We had batched together for a few days when Melvin came home excited.
"My wife called work, and left a number. Can I use the phone?"
"Yes, and I'll cut out for a night cap or something at the tavern, if you'd like the privacy."
"I can't run you out of your own place, man!"
"It's cool. They're open till two. That'll give you some time. Or, I can go down and see if the Exit's still open I might run into my pal Bernstein there. Haven't seen him in a while, though he lives in the next building."
I did run into Al Bernstein on his way out of the No Exit, but he said he'd go back in for a few minutes. We talked of all the crazy things we always talked about: mostly Al's surreal take on current affairs. Joe finally kicked us out, and we wandered back wondering why, as we lived in buildings next to each other, we never seemed to see one another.
Melvin was off the phone and smiling when I got in. "I guess I'm losing a roommate," I said.
"Yeah, and thanks for everything. I found out that it wasn't as bad I thought with Louise, and that she was real worried when I wasn't home. I'll be going back out south tomorrow, but I told Louise that I wanted to do something nice for you, so I'd come to see you tomorrow while I had the day off. I owe you several meals, so let me take you somewhere."
"Okay, if you really insist. And, sometime, I'd like to meet Louise, and your kids."
Melvin left for work and took his things with him. Christmas Season was waning, and so I was feeling a little blue, anyway. It seemed so empty to come back to the apartment and find myself alone. Fortunately, my Christmas tree was still up, and that took away some of the loneliness. Melvin came that afternoon, and we went to a nice place and talked.
"Been quite a last few days, hasn't it," I said.
"Yeah. Strangest Christmas I've ever had...but maybe the best, too. Louise and I are more or less straightened out; her mother sent her back, by the way."
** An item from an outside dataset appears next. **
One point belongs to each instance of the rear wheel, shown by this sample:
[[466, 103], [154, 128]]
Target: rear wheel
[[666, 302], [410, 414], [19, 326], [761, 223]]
"Maybe her mother knows a good man when she sees one."
"Maybe so," Melvin chuckled.
January was cold, bright, and forlorn as ever. The glow in the Bleak Midwinter nights faded with the removal of lights, decorations, Christmas trees, and ornaments. January was long-- as it always was-and by the third week or so, Christmas Eve and all that happened seemed a long way off. Melvin started working on the Ravenswood, and so I didn't see him quite so often as I had. Sometimes, we'd wave through the windows of our passing trains. When we got the chance to talk, though, there would always be at least a mention of that wonderful Christmas Eve.